От противного. Разыскания в области художественной культуры (Смирнов) - страница 142

. Но используемые в эстетической активности каналы связи с реципиентами не имели при этом субстанциального отличия от материи социофизического мира (звуковой, телесной, красочно-пластичной, естественно-языковой). Традиционные искусства медиально не могли не быть катафатическими, ибо передавали информацию так же, как то случается при общении людей друг с другом и при восприятии ими природных объектов. Только с изобретением кино («движущейся», охватывающей разные стороны действительности «фотографии») человеку удалось вместить искусство в медиум, который запечатлевал мир, сам будучи отторгнутым от него. Двумирие, необходимая предпосылка апофазиса, оказалось в кино качеством медиальности, а не воображаемым, как в искусствах, существовавших до возникновения Великого Немого.

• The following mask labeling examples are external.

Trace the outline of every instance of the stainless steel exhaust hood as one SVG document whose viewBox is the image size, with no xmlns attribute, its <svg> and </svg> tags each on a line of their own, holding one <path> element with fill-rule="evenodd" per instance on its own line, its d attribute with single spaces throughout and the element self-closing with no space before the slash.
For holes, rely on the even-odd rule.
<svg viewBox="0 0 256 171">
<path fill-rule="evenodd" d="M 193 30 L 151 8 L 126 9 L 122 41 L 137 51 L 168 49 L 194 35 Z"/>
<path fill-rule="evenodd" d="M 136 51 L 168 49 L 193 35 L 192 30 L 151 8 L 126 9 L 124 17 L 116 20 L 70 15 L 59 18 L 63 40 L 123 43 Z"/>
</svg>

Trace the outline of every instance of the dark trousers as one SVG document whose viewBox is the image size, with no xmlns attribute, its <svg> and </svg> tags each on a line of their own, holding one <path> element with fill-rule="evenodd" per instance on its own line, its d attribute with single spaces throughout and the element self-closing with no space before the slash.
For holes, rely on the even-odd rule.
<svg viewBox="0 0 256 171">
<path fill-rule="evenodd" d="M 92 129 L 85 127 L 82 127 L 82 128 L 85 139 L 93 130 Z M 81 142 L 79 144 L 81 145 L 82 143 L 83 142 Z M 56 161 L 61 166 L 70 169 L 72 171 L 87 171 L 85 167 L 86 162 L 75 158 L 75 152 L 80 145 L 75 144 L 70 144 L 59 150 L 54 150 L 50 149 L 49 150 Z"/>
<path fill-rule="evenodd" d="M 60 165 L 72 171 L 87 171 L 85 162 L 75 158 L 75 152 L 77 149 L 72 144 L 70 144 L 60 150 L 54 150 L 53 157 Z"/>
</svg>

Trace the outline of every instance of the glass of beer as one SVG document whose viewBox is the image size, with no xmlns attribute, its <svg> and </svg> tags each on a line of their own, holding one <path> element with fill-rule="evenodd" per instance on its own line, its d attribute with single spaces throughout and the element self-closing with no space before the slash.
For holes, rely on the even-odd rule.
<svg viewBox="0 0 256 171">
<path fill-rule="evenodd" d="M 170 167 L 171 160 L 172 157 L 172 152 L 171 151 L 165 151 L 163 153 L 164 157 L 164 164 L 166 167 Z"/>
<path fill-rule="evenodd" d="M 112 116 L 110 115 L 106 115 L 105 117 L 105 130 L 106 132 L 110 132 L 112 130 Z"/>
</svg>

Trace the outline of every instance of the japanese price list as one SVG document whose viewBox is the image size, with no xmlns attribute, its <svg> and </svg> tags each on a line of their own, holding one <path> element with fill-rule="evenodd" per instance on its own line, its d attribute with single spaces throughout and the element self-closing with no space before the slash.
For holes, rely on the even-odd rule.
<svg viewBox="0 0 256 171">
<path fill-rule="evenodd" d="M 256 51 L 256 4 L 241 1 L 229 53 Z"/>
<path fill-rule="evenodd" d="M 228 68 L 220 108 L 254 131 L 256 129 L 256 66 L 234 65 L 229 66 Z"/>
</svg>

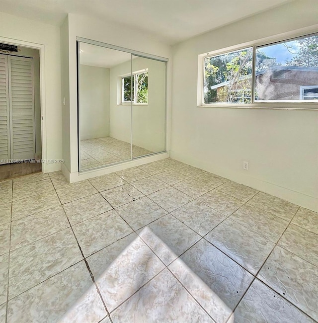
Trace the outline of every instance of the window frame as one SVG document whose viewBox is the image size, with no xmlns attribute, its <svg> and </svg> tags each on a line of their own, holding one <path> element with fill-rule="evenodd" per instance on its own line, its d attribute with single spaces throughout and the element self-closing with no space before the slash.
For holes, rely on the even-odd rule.
<svg viewBox="0 0 318 323">
<path fill-rule="evenodd" d="M 147 103 L 138 103 L 137 102 L 137 93 L 138 93 L 138 89 L 137 90 L 135 90 L 137 88 L 137 86 L 136 86 L 136 83 L 137 83 L 137 78 L 136 77 L 136 75 L 139 75 L 140 74 L 145 74 L 146 73 L 148 73 L 148 69 L 144 69 L 143 70 L 140 70 L 139 71 L 136 71 L 135 72 L 133 72 L 132 73 L 129 73 L 129 74 L 125 74 L 124 75 L 121 75 L 120 76 L 120 86 L 121 86 L 121 99 L 120 99 L 120 105 L 130 105 L 131 104 L 132 104 L 133 105 L 148 105 L 148 102 L 147 102 Z M 148 75 L 149 76 L 149 75 Z M 131 80 L 132 79 L 133 77 L 134 78 L 134 87 L 133 87 L 133 101 L 124 101 L 124 79 L 127 79 L 127 78 L 130 77 L 131 78 Z M 149 79 L 148 79 L 149 80 Z M 132 80 L 131 80 L 131 82 L 132 82 L 132 85 L 133 84 L 133 81 Z M 148 83 L 148 87 L 149 86 L 149 84 Z M 148 89 L 148 88 L 147 88 Z M 147 101 L 148 101 L 148 97 L 147 97 Z"/>
<path fill-rule="evenodd" d="M 198 107 L 225 108 L 243 109 L 270 109 L 278 110 L 318 110 L 318 102 L 315 100 L 255 100 L 256 50 L 257 48 L 270 46 L 281 43 L 286 43 L 301 38 L 310 37 L 318 33 L 318 25 L 313 28 L 303 28 L 298 32 L 295 31 L 284 33 L 280 35 L 266 37 L 260 40 L 244 43 L 205 53 L 198 55 L 198 91 L 197 106 Z M 228 102 L 204 103 L 204 72 L 206 58 L 218 56 L 232 52 L 238 51 L 248 48 L 252 49 L 252 97 L 250 103 Z M 316 87 L 316 86 L 314 86 Z"/>
</svg>

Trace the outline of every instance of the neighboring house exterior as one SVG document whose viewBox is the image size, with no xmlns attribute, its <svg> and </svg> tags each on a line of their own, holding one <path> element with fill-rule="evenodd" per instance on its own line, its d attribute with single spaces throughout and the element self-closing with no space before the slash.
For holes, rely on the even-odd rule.
<svg viewBox="0 0 318 323">
<path fill-rule="evenodd" d="M 251 75 L 238 81 L 234 102 L 249 103 L 251 93 L 247 79 L 251 82 Z M 318 68 L 274 66 L 256 72 L 255 82 L 255 100 L 318 100 Z M 216 90 L 217 97 L 220 98 L 230 84 L 227 81 L 211 88 Z"/>
<path fill-rule="evenodd" d="M 275 66 L 256 73 L 258 100 L 318 99 L 318 68 Z"/>
</svg>

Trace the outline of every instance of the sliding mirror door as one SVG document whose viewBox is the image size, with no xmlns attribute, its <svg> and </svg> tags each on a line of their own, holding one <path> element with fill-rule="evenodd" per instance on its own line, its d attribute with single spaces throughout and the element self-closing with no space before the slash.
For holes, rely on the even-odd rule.
<svg viewBox="0 0 318 323">
<path fill-rule="evenodd" d="M 79 171 L 164 152 L 166 59 L 80 39 Z"/>
<path fill-rule="evenodd" d="M 130 160 L 131 100 L 120 76 L 130 74 L 132 54 L 79 42 L 78 55 L 79 169 Z"/>
<path fill-rule="evenodd" d="M 132 156 L 165 150 L 166 62 L 133 55 Z"/>
</svg>

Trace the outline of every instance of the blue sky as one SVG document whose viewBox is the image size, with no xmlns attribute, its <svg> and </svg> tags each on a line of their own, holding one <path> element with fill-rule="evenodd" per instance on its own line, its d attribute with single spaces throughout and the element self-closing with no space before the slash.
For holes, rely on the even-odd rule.
<svg viewBox="0 0 318 323">
<path fill-rule="evenodd" d="M 285 43 L 289 47 L 292 46 L 290 49 L 294 53 L 297 53 L 298 50 L 297 42 L 295 40 Z M 285 65 L 286 59 L 290 60 L 295 56 L 290 53 L 283 44 L 276 44 L 266 47 L 262 47 L 260 50 L 265 53 L 270 57 L 276 57 L 278 64 Z"/>
</svg>

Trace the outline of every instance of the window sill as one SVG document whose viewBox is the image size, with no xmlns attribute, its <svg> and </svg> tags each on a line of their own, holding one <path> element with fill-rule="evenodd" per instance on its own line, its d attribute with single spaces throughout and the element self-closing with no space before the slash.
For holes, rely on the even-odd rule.
<svg viewBox="0 0 318 323">
<path fill-rule="evenodd" d="M 133 103 L 132 104 L 131 104 L 131 103 L 119 103 L 119 104 L 117 104 L 117 105 L 122 105 L 123 106 L 130 106 L 131 105 L 133 105 L 134 106 L 136 105 L 148 106 L 148 103 Z"/>
<path fill-rule="evenodd" d="M 198 104 L 198 108 L 222 108 L 224 109 L 253 109 L 271 110 L 318 110 L 318 102 L 262 102 L 250 104 L 236 103 L 216 103 L 213 104 Z"/>
</svg>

Не давая получателям зрительного образа возможности очутиться за экраном, в фильмическом инобытии, кино принципиально сокращало их компетенцию и, соответственно, рассчитывало себя, какие бы сословия ни посещали киносеансы, на усвоение упрощенно-массовым сознанием, что вызывало как протест (каковым была, скажем, брошюра Корнея Чуковского «Нат Пинкертон и современная литература» (1908, 1910), высмеивавшая примитивизм ранних фильмов), так и восхищение, отмеченное апофатическими чаяниями: Яков Линцбах предвидел, что новое искусство заложит фундамент небывалого языка – «без слов и без грамматики»[349]. Апеллируя к низам общества (и очень часто изображая их представителей), предреволюционный русский кинематограф и в этом отношении был соположен исихазму с его заботой об обездоленных и установкой на нестяжательство[350] (каковая переводила в имущественный план неприятие тварного рассудка). В качестве секуляризованной апофатики киноискусство, однако, не только идеализировало людей из народа (как в «Немых свидетелях», где внучка швейцара Настя, обманутая господином, сохраняет преданность ему и изгоняет из дома любовника его жены), но и указывало на исходящую от них опасность и разрушительность: в мелодраме того же Бауэра «Дитя большого города» (1914) швея из деревни Маня разоряет и доводит до самоубийства увлекшегося ею Виктора. Как бы то ни было, грянувшая на рубеже XIX – XX вв. эра кино ознаменовала собой пауперизацию искусства, которое свело себя на экранах к элементарным рекомбинациям значащих элементов: преследуемый становится преследующим (в комических лентах Чарли Чаплина), нуждающийся в благодеянии – насильником (в «Сумерках женской души»), неверная невеста – жертвой мужского непостоянства (в «Миражах» (1915) Петра Чардынина) и т. д. и т. п. Пусть обусловленный медиально, этот редукционизм выполнял то же задание, что и религиозно мотивированное, как сказал бы Майстер Экхарт, «обнищание» субъекта знания в апофатике, мыслившей – в лице Плотина, Ареопагита и др. – и свой объект, Бога, максимально «простым». Сами рекомбинации, демонстрировавшиеся на экране начиная с «Политого поливальщика» братьев Люмьер, упирались в отрицание данностей и делали его – отрицание – главным логическим содержанием кинопродукции.